Let down your ends!
Rapunzel is a huge mass of ends. I love this sweater, but could do without the mass of ends to weave in. Ugh! Here is a quick look at the back at the front pieces of Rapunzel when I had only woven in about half of the ends. 
Pretty ugly isn't it? It took quite awhile to weave in all of those
ends. I was so wrapped up in the knitting that I kept putting off
weaving in all of the ends. By the time I finished the
front pieces I was a bit horrified at all the ends to weave. I hadn't thought of it rationally and realized that with two separate pieces there would be twice as many ends as the back piece had. Rational I know, but I wasn't thinking it at the time.
Here is a much nicer shot of the front pieces from the front, where you can't see all those ugly ends.

Much better don't you think? Here is a shot of the finished back piece:
I am loving this project so much. I am amazed at how fast it's coming along. I've only been working on it a month or so, and I've already finished three pieces. That's incredibly fast for me. I'm just past the intarsia section on the sleeves so they should start moving faster now as well. This project is going so well that I'm not sure it's going to fit when I'm done with it. I started knitting the large size instead of the xl thinking that with as slow as I normally knit, by the time I was done with the sweater it would be in the right size. Now I'm going to have to work harder on the diet t catch up.
I'm going to have to start a new traveling project tomorrow. I start my new job in New York on Monday so I'm going to have to have something to keep me occupied on my new longer commute. I have my ipod all set and loaded with good stuff, but I need some knitting as well. I have a sock on the needles, but am comtemplating starting a new pair of fingerless gloves, as I lost my favorite pair of lime green ones just after Christmas. (In the mall. I'm convinced that someone stole them as I was only in two stores and they weren't anywhere to be found).
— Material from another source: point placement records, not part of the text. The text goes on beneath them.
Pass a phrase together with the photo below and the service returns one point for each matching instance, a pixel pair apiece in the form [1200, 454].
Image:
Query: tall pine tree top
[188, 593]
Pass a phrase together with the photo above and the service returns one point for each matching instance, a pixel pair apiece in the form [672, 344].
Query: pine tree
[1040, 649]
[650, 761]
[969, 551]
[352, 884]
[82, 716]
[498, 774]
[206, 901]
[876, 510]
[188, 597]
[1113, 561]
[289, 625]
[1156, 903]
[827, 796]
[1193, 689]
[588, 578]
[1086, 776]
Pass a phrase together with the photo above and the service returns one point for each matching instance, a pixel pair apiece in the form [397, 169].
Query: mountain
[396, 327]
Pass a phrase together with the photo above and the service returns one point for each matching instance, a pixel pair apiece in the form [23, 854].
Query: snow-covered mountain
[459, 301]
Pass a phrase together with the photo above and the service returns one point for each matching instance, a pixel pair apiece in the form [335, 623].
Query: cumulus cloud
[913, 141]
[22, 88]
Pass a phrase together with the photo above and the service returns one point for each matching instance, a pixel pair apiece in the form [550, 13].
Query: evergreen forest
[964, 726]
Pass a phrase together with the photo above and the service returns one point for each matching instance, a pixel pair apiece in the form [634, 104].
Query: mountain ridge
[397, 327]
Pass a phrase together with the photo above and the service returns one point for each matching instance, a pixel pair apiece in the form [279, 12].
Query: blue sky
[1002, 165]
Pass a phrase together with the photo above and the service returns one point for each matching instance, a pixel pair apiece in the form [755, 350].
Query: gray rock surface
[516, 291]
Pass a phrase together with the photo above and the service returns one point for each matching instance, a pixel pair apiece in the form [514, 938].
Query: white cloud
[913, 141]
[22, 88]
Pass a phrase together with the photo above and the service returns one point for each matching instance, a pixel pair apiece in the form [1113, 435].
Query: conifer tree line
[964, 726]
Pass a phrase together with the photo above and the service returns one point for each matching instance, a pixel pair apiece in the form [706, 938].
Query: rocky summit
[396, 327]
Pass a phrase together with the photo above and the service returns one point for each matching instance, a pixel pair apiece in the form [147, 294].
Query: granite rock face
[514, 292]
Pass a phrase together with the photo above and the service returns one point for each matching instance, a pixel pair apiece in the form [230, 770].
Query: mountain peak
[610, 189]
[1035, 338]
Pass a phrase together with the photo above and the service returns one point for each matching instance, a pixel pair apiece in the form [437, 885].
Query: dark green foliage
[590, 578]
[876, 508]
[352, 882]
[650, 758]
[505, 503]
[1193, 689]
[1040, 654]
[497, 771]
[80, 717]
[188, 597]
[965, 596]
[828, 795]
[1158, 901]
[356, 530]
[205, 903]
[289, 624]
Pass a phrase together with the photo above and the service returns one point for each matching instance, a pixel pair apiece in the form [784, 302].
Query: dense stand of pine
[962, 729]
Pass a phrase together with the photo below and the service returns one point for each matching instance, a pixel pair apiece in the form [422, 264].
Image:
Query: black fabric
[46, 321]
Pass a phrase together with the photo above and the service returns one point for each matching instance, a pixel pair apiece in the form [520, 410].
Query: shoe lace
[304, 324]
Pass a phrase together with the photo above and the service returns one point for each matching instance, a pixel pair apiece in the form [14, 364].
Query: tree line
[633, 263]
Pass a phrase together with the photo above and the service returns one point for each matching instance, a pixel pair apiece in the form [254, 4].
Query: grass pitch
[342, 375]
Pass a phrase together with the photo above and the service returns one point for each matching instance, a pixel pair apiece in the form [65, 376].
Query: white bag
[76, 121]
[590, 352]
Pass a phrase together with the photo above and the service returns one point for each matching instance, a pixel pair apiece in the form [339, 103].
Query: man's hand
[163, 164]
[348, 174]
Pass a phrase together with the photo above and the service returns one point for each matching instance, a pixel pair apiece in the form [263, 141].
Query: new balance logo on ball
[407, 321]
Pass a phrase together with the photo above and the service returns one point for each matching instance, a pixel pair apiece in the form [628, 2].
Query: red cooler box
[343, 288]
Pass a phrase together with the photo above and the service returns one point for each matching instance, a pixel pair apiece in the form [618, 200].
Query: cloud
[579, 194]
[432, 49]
I'm a nervous wreck about the new job. Not so much because of the work itself, I'm pretty confident in what I do that I'll be fine in that respect, but a wreck about meeting new people. I sometimes wonder if I have a touch of social anxiety syndrome. It's always amazing to me how real the fear of such situations can be to me,even though my rational brain knows it's pretty stupid. My wish is just to blend in with any crowd and hide. It's going to be a rough week. I had worked at my last job for 4 years and was just begining to feel like I was getting comfortable with the co-workers outside of my department. Yes, it takes me that long.